Some forgotten gems within the catacombs of obscure death metal have remerged and found the grace they had long ago deserved. Others, however, had been more concerned with sticking it in the rotting corpses around the graves, and thus failed to live up to expectations when excavations of a potential diamond in the filth had begun. One such example of this forlorn category of hidden releases is Antropomorphia’s “Necromantic Love Songs,” a small EP of death metal tunes that are, well, not romantic. The EP reeks of the early stages of a group that was trying to figure out what went where and what to do when it went where it belonged, if you know what I mean. (And I will shamelessly admit it took a long, long time before I got the pun.)
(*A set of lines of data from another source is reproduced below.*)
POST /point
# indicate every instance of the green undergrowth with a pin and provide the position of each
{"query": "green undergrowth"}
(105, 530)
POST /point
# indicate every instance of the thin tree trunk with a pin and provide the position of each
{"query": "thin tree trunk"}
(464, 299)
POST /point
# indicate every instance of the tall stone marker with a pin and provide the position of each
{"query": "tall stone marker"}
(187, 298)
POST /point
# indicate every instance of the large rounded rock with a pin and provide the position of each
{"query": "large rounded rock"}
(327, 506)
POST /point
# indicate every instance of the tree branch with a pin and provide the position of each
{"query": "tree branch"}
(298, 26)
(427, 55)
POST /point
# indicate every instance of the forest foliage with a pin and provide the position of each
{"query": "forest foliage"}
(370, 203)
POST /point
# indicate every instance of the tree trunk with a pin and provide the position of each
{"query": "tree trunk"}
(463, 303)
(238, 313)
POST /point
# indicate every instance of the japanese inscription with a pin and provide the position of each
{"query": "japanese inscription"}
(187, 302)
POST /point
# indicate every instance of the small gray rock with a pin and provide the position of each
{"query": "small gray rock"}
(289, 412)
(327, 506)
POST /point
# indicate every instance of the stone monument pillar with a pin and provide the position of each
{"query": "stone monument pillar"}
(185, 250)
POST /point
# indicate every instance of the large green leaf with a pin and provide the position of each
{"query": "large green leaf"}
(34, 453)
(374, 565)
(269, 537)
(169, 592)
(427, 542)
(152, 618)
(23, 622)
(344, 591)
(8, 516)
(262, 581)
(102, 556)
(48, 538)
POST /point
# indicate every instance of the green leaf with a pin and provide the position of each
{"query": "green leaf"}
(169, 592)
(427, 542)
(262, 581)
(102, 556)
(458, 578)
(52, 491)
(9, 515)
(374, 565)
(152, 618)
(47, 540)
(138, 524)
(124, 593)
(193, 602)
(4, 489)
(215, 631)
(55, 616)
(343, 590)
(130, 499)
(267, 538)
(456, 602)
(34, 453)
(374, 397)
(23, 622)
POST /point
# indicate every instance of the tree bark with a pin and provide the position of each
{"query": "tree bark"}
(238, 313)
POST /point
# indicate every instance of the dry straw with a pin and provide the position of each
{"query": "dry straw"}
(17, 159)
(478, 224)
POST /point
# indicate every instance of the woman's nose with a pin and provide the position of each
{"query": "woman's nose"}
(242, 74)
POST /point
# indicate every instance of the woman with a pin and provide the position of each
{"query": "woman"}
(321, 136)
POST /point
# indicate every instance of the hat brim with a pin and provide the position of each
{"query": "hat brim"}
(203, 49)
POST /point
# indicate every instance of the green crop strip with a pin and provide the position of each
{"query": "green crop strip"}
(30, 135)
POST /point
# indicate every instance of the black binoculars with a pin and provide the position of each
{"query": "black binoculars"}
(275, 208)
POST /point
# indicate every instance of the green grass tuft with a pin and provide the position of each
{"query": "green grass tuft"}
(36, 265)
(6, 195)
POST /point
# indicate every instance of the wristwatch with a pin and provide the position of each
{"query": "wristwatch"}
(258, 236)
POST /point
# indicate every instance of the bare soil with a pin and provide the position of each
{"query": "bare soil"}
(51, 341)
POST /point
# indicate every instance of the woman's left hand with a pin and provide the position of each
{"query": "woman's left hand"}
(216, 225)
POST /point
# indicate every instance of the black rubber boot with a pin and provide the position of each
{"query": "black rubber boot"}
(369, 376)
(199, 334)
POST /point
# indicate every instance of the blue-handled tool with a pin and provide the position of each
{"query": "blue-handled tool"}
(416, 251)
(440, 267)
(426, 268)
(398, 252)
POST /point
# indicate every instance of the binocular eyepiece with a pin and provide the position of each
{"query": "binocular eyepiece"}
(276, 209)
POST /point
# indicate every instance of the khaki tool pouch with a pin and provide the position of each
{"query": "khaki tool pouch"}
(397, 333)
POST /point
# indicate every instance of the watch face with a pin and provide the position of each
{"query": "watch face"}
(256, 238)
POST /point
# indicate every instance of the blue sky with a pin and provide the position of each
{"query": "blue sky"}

Antropomorphia sprouted from the influence of noteworthy death metal bands, such as Autopsy and Death; it is easy to see these influences brewing up in what is undeniably death metal with an old-fashioned edge. Sadly, the riffs suggesting influence from the aforementioned groups coughed up through fast and mid-paced medians are unable to captivate. They aren’t boring or flat, but they are basic death metal riffs that go through the motions, I guess. I haven’t been able to recall most of these songs without digging up the EP to give my memory a jumpstart, and death metal with forgettable, bland riffs sinks where it stands. However, pretty much every other component of “Necromantic Love Songs” nails it. The low, guttural vocals are sickening; the drum work is surprisingly vital; and the production is raw and sloppy, perfect for such filth.
But Antropomorphia was at least perceptive enough in its erotic serenading of the deceased to weave in impressive instrumental knacks. Bass lines are everywhere throughout the EP, most notably kicking off “The Carnal Pit” with a funky groove which the rest of the band casually enters before reaching their desired death metal directive. “Chunks of Meat” stitches up a jazzy Atheist-esque drum section during one of its decelerated sections, leading to an eventual eruption that is all the more intriguing due to an unfamiliar idea setting up the rest of the music. A few spiffy riffs introduce themselves here and there, but mostly Antropomorphia does the death metal thing with extra sickness.
The EP’s title, lyrics, and cover art reveal Antropomorphia’s fetishistic knack for the dead; Jeffery Dahmer was subtler, I’m sure. “Necromantic Love Songs” is not a bad release by any means, but it is stripped of execution and lacks significance that would have elevated it to a higher status. Then again, Antropomorphia sounds like the type of band that would rather crack open caskets and do the nasty than exercise its musical dominance, and that deserves respect. You be you, Antropomorphia.